COVID, coronavirus disease; HCP, healthcare professional; MTUTH, Mizan-Tepi University Teaching Hospital; PPE, personnel protective equipment; SARS, severe acute respiratory syndrome; SNNPR, Southern Nation Nationalities Region; WHO, World Health Organization.
Data Sharing Statement
All data generated or analyzed during this study are included in this article. The datasets used and/or analyzed during the current study are available from the corresponding author on request.
The proposal was reviewed by Mizan-Tepi University Ethical review committee and a letter of approval was granted (MTU/RD401/2020 on May 28, 2020). The letter was written to respective hospitals from Mizan-Tepi University and respective hospital managers to each unit under hospitals. Then, individual respondents’ permission for participation was obtained through signing a written consent form.

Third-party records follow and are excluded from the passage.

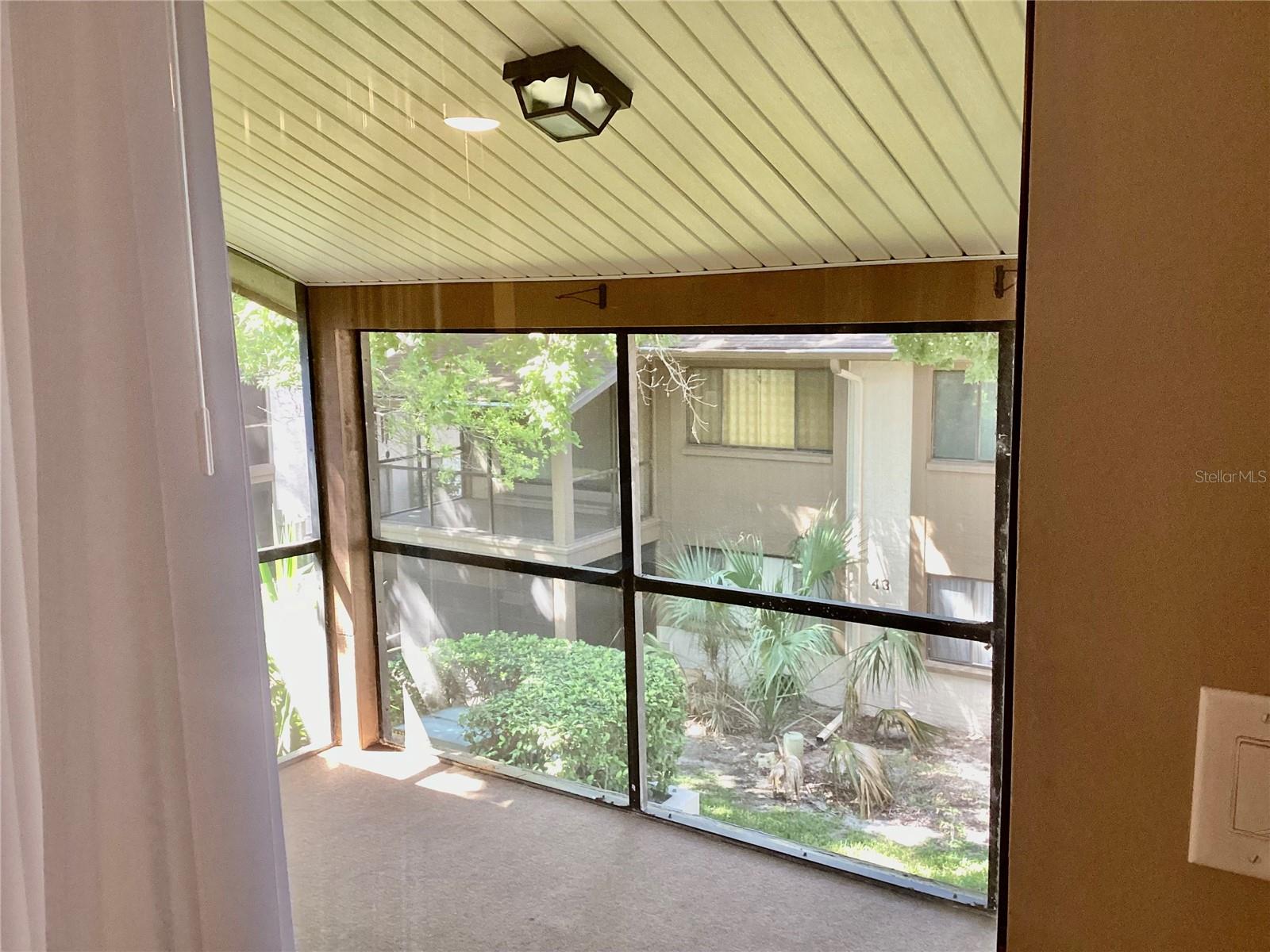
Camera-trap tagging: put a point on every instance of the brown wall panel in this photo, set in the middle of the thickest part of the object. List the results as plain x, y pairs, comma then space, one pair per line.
1147, 357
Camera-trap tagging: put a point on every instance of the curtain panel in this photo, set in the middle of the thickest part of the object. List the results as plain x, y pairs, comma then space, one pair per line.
139, 754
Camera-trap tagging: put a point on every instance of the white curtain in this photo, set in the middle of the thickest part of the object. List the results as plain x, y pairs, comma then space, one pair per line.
140, 793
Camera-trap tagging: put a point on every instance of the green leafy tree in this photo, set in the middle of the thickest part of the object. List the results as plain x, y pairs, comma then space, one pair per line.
944, 352
268, 346
511, 393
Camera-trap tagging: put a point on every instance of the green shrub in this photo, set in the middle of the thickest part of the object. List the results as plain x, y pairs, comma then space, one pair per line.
559, 708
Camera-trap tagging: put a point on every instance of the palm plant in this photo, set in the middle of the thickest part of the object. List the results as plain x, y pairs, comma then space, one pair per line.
783, 649
279, 579
860, 772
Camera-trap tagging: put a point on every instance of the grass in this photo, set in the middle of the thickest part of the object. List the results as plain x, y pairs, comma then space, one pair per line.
958, 863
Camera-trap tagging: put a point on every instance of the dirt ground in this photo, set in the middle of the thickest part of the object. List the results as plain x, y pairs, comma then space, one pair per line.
937, 790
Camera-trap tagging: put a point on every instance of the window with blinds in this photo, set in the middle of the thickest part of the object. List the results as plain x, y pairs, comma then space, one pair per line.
965, 600
765, 409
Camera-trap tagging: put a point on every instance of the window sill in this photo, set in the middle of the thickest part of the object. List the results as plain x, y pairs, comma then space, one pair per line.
960, 466
785, 456
962, 670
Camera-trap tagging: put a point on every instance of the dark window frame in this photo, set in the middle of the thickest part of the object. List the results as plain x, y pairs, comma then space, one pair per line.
315, 543
633, 582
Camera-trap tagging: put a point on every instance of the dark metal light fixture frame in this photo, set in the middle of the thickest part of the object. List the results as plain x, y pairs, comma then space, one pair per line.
575, 63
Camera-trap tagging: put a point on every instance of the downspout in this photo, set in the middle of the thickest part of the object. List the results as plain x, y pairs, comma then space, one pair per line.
855, 473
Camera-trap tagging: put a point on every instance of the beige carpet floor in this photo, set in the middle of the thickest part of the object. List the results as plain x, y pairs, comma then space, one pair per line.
395, 854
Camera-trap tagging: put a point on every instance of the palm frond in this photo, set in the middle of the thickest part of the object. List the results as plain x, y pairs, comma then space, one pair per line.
920, 734
822, 551
743, 562
889, 657
860, 771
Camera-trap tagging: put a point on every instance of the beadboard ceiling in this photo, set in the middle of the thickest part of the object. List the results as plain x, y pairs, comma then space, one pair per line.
762, 135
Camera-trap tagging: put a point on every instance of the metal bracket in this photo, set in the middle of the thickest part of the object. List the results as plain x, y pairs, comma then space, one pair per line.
601, 292
999, 286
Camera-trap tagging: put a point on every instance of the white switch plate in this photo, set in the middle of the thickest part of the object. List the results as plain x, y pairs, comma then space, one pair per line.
1231, 799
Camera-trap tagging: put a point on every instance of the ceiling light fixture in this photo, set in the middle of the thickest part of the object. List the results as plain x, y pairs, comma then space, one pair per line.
567, 93
471, 124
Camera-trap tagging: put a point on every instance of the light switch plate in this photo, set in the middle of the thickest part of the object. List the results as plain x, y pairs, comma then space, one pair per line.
1231, 797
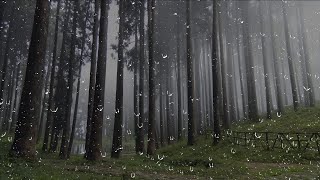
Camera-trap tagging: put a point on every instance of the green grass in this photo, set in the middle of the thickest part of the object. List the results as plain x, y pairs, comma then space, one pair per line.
179, 161
304, 120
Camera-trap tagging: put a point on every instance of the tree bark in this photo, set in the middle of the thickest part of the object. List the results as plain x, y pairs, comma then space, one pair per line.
251, 85
276, 65
140, 136
152, 122
290, 60
95, 142
93, 71
52, 82
117, 131
309, 88
66, 128
191, 123
75, 113
265, 65
24, 144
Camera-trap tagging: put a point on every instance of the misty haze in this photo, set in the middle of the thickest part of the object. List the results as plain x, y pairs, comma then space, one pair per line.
159, 89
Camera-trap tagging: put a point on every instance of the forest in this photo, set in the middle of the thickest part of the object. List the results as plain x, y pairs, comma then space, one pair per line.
159, 89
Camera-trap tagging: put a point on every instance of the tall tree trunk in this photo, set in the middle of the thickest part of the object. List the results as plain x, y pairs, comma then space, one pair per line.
136, 90
5, 63
152, 122
24, 144
161, 116
226, 117
95, 142
251, 87
191, 123
15, 108
265, 65
66, 129
310, 88
179, 80
44, 102
276, 64
290, 60
75, 113
140, 134
52, 83
117, 131
93, 71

All principal investigators created a vital contribution to the conception, study design, and acquisition, analysis, and interpretation of data; participated in drafting, rewriting or critically reviewing the article. All Authors gave final approval of this version of the article to be published and agreed on the journal to which the article has been submitted; and agreed to be accountable for all aspects of the work.
This study was funded by Mizan-Tepi University. However, the funder had no role in study design, analysis and interpretation of the data.
The authors declare no conflicts of interest in this work.